En sucesivas reuniones se enteran cómo una crisis de corrupción sin precedentes, que afectó al 75% de los parlamentarios, llevó a un cambio que nadie se había imaginado. Quedaban solo 25% de los parlamentarios habilitados, los “limpios” y generalmente los de mayor edad; lo que posibilitó aprobar el cambio constitucional para elegir los miembros de la cámara por sorteo. Participan todos los ciudadanos mayores de 21 años; así, potencialmente toda persona puede ser parlamentario de la Cámara Baja por un periodo de dos años, con renovaciones de la mitad cada año.

 

“Wow”, dice el Doctor Eliot (olvidando su natural desprecio por las expresiones típicas de los incultos norteamericanos, pero recordando sus conocimientos en estadística), “of course” eso lleva a una representatividad (género, origen socio-económico, etario, regional, y creencias de todo tipo) muy superior a cualquier sistema electoral tradicional.

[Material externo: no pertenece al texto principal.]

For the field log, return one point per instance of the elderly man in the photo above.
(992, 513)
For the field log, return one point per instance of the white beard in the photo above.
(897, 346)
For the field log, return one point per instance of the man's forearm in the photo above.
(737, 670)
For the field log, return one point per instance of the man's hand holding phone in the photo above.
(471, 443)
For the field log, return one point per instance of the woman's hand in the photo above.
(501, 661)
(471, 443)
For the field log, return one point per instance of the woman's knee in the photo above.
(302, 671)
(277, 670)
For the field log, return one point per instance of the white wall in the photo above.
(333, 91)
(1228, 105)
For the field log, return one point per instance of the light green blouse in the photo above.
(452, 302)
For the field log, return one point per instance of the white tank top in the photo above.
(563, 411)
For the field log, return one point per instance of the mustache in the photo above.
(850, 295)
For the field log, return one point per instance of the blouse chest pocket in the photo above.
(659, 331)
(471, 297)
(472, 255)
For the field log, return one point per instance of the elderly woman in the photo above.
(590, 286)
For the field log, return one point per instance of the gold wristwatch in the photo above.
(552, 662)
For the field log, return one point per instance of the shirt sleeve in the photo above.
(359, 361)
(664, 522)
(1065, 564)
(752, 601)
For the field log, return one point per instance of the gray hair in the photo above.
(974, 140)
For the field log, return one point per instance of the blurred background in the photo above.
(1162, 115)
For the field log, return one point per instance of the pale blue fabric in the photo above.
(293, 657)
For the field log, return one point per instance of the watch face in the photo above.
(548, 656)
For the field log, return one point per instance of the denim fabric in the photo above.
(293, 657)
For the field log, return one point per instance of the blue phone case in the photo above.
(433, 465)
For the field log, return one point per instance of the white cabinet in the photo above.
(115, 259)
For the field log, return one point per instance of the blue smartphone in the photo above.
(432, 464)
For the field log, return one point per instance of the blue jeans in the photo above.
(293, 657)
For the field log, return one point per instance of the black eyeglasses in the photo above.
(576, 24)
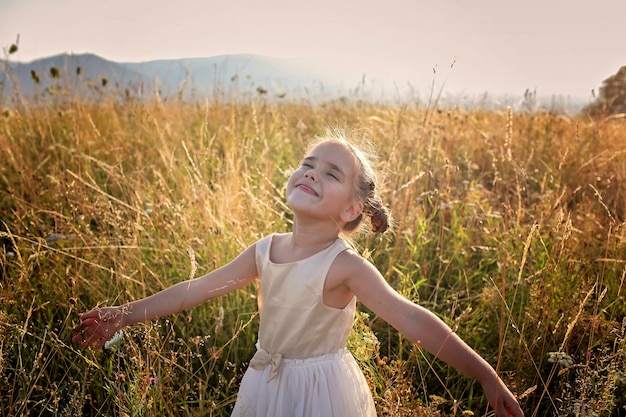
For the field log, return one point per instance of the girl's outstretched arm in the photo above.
(96, 327)
(425, 329)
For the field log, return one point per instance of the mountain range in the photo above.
(229, 77)
(226, 76)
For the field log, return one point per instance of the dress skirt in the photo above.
(330, 385)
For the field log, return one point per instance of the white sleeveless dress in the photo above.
(302, 367)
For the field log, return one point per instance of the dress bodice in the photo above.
(295, 322)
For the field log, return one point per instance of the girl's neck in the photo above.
(313, 236)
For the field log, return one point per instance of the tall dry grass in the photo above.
(511, 227)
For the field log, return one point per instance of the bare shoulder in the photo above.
(351, 269)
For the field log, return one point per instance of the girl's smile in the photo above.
(323, 185)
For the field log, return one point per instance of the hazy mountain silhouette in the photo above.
(90, 76)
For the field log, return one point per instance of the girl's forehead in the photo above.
(335, 154)
(331, 148)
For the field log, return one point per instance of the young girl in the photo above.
(309, 282)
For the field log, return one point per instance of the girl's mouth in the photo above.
(305, 188)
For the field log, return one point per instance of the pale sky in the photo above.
(554, 47)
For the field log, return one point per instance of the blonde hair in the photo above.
(367, 178)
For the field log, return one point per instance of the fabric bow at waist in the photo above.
(262, 359)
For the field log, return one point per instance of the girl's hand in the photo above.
(502, 400)
(96, 327)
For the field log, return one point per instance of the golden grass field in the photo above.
(508, 225)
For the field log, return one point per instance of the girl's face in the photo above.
(323, 186)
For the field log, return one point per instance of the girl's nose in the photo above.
(310, 174)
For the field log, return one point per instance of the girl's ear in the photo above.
(352, 211)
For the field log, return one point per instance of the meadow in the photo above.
(511, 226)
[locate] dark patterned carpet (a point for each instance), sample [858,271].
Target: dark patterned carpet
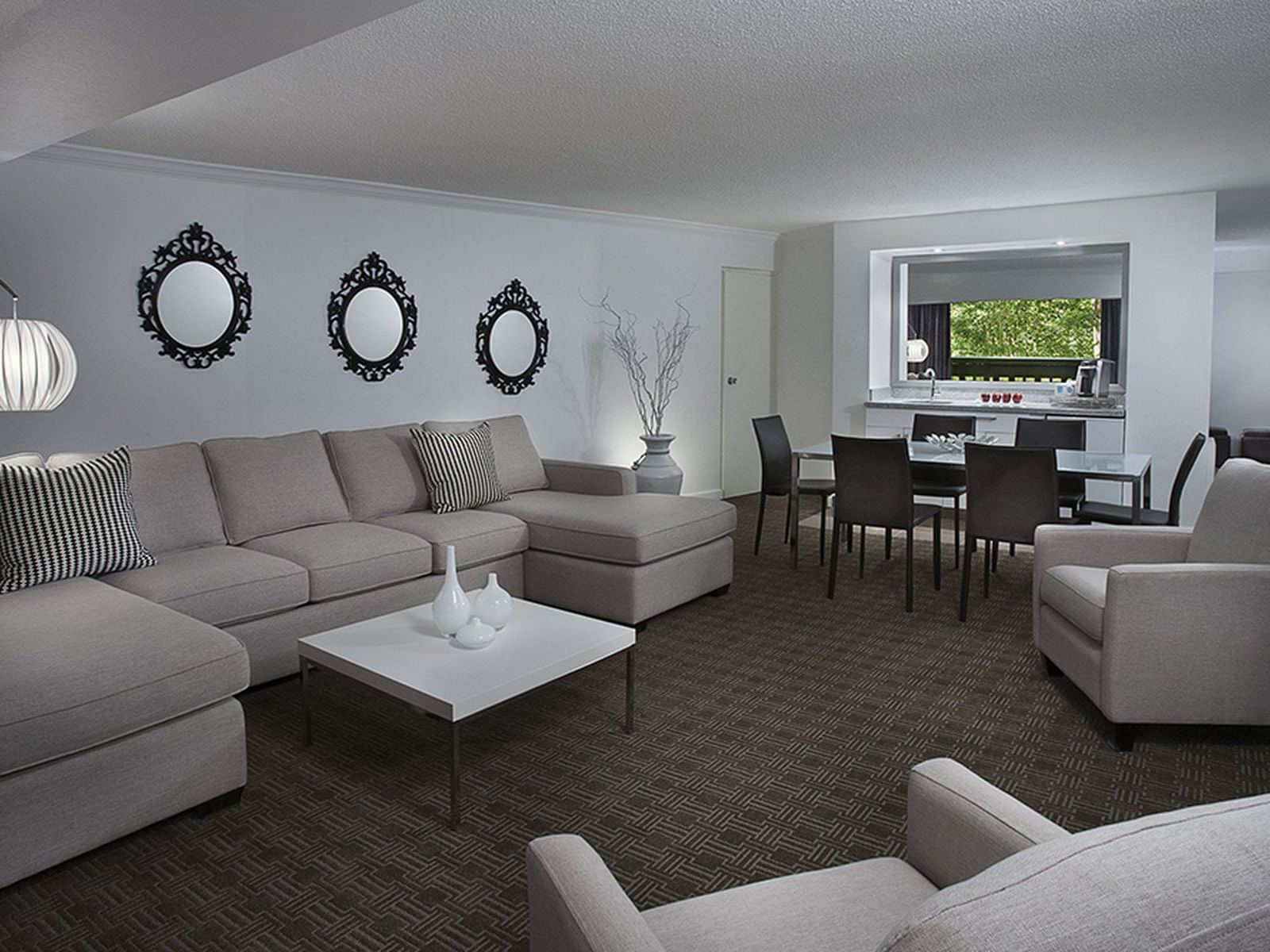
[775,731]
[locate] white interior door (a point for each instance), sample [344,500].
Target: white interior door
[747,374]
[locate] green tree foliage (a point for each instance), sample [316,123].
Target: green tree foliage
[1067,327]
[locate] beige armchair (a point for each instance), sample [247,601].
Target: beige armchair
[1164,625]
[983,873]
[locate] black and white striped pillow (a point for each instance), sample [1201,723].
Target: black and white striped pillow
[67,522]
[459,469]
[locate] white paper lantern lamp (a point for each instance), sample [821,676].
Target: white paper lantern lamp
[37,363]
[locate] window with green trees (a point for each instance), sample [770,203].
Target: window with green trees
[1053,328]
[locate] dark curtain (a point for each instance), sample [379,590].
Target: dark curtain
[931,324]
[1111,333]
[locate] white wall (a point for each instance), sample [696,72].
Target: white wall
[76,226]
[1241,340]
[1168,315]
[803,330]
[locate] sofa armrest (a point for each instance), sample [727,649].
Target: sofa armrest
[959,824]
[575,904]
[1187,644]
[1102,547]
[590,479]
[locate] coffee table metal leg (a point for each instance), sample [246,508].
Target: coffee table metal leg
[455,816]
[630,691]
[304,695]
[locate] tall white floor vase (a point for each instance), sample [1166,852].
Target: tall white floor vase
[451,608]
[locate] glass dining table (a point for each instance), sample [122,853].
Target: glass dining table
[1133,469]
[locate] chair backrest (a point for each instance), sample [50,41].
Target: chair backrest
[940,425]
[774,454]
[1187,463]
[1235,524]
[1060,435]
[873,482]
[1010,492]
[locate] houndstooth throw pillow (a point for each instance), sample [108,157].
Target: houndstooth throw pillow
[73,520]
[459,469]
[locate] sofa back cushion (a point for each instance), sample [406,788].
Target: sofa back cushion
[1187,880]
[520,467]
[379,471]
[273,484]
[173,498]
[1235,524]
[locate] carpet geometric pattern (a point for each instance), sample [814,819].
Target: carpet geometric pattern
[774,734]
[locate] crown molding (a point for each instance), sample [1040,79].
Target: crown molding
[238,175]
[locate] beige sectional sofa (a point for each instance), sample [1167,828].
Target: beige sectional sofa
[983,873]
[117,693]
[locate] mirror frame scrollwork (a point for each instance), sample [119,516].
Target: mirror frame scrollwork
[371,272]
[514,298]
[194,244]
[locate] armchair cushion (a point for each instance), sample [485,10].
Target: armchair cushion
[844,909]
[1079,593]
[1235,524]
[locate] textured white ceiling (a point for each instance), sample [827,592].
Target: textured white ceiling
[764,113]
[73,65]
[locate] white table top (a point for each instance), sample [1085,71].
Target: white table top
[406,655]
[1076,463]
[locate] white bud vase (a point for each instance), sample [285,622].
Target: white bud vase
[493,605]
[451,608]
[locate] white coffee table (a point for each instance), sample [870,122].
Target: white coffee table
[406,655]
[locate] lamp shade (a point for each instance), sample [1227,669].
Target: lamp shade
[916,349]
[37,365]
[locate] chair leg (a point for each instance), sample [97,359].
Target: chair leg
[968,547]
[833,558]
[825,507]
[762,508]
[908,571]
[939,568]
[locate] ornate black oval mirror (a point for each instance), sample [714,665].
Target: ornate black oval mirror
[372,321]
[512,340]
[194,300]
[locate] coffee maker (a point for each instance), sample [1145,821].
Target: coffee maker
[1094,378]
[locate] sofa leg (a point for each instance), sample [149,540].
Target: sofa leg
[224,800]
[1124,735]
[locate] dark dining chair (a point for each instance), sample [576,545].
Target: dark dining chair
[776,457]
[1010,492]
[1123,514]
[941,482]
[874,486]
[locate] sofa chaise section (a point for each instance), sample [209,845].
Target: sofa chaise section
[114,712]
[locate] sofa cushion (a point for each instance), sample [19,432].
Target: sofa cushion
[219,584]
[845,909]
[1235,524]
[1184,881]
[272,484]
[520,467]
[349,556]
[1079,593]
[83,663]
[64,524]
[379,471]
[173,499]
[632,530]
[478,536]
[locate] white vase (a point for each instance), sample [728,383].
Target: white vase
[451,608]
[493,605]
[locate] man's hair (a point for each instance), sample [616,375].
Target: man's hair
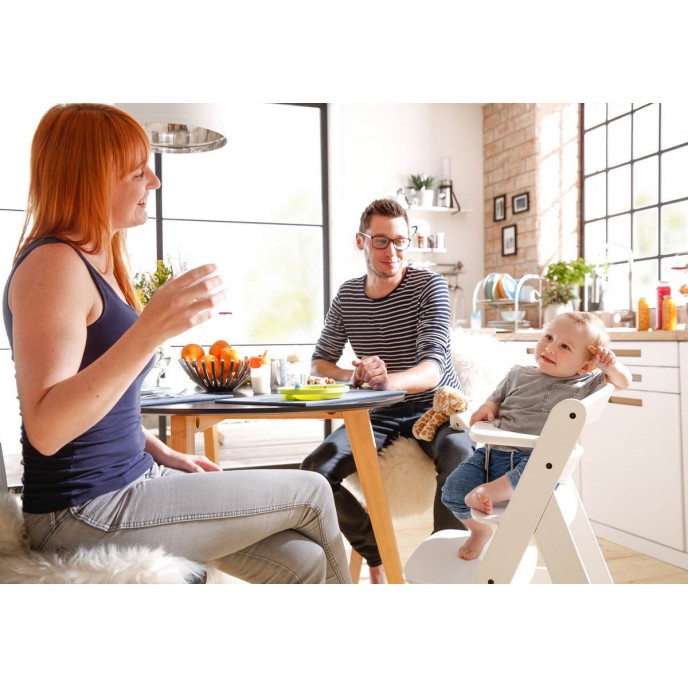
[382,206]
[593,324]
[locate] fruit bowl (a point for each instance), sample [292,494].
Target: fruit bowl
[217,379]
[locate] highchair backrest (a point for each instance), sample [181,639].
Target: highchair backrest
[545,508]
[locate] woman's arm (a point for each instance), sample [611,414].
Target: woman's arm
[53,300]
[165,456]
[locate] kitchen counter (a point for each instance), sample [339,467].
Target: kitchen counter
[619,334]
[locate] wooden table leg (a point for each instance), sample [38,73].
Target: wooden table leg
[211,443]
[362,441]
[183,434]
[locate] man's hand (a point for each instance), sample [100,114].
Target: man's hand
[370,370]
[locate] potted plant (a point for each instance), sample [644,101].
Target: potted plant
[564,278]
[145,283]
[422,183]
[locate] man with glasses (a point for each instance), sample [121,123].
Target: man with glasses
[396,319]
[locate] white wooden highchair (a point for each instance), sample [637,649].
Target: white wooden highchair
[543,522]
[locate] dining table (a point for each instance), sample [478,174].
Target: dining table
[190,414]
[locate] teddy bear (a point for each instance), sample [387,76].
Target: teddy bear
[446,403]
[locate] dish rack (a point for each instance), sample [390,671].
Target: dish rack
[480,302]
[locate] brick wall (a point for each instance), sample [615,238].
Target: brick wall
[531,147]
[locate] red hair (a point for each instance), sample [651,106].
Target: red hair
[76,153]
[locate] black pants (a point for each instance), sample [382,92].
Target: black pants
[334,460]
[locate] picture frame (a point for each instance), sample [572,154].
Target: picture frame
[499,208]
[520,203]
[509,246]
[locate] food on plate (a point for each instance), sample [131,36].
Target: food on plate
[192,352]
[313,380]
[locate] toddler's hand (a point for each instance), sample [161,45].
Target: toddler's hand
[604,358]
[482,414]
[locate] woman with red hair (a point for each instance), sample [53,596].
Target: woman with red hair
[82,345]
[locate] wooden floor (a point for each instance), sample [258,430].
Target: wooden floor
[253,443]
[625,565]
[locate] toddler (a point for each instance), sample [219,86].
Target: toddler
[572,360]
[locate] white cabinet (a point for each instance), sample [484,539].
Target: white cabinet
[630,473]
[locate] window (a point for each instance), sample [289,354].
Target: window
[635,195]
[255,208]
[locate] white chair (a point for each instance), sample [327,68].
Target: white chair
[3,474]
[543,522]
[480,361]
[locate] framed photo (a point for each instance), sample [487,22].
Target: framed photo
[500,208]
[509,240]
[520,203]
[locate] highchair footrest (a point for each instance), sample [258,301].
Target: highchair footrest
[486,433]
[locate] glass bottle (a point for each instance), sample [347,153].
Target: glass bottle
[662,290]
[668,314]
[643,315]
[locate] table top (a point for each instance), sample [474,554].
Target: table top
[271,405]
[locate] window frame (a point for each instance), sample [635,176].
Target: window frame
[660,205]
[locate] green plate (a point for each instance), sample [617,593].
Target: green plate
[313,392]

Sir Edwards indaga sobre la calidad legislativa si “cualquiera” se desempeña en tan noble función, aunque admite que los jurados en Estados Unidos (nuevamente los “damn yankees”) siguen un modelo parecido. Sus anfitriones le explican que la cercanía con, y el entendimiento vivencial de, todo el espectro poblacional ha permitido encontrar soluciones aceptables y prácticas a los violentos cambios del mundo. No hay desempleo, “hasta tenemos ex-mineros (sustituidos por robots) que ahora son excelentes enfermeros”.

 

Red J (temiendo por sus colegas políticos y sus apetitosos privilegios materiales) interviene: «Estos amateurs deben ser muy influenciables», (y comprables, se imagina). Recibe una lección en antropología experimental. La inmensa mayoría de los ciudadanos ha comprobado tener suficiente inteligencia y, sobre todo, buenas intenciones, siempre cuando no haya cómo eternizarse en el poder. Sienten el honor de aportar durante un periodo de 24 meses, y después vuelven a su vida anterior. Ya hay varios miles de ex-parlamentarios en todos los rincones de la sociedad, facilitando a su entorno la comprensión de la complejidad de dirigir un país.

 

«Qué atrevidos, debe ser la sangre caliente de esta gente», concluyen los anglo-sajones. Esta vez cosechan una enseñanza de realismo. El senado todavía es elegido “a la antigua”, y ha servido como estabilizador. Aunque ya no se juzga como tan necesario, y se discuten innovaciones. El Ejecutivo continúa con un presidente fuerte y elegido directamente. Pobres partidos políticos, seguramente muertos, se angustia Red J. No es tan así, es el argumento local. Hoy son “think tanks” de alto nivel intelectual y sin cargos suculentos para distribuir a los amigos y aliados. El tamaño del estado ha disminuido sustancialmente, lo que facilitó una tasa de impuestos baja e igual para todos, erradicando los incentivos de evasión.

 

“Bloody Hell”, parece que nosotros somos los dinosaurios en peligro de extinción, concluye la delegación. ¿Cómo evitamos que nos caiga este meteorito post-post-moderno en el Kingdom? Mejor vamos al pub para pensar.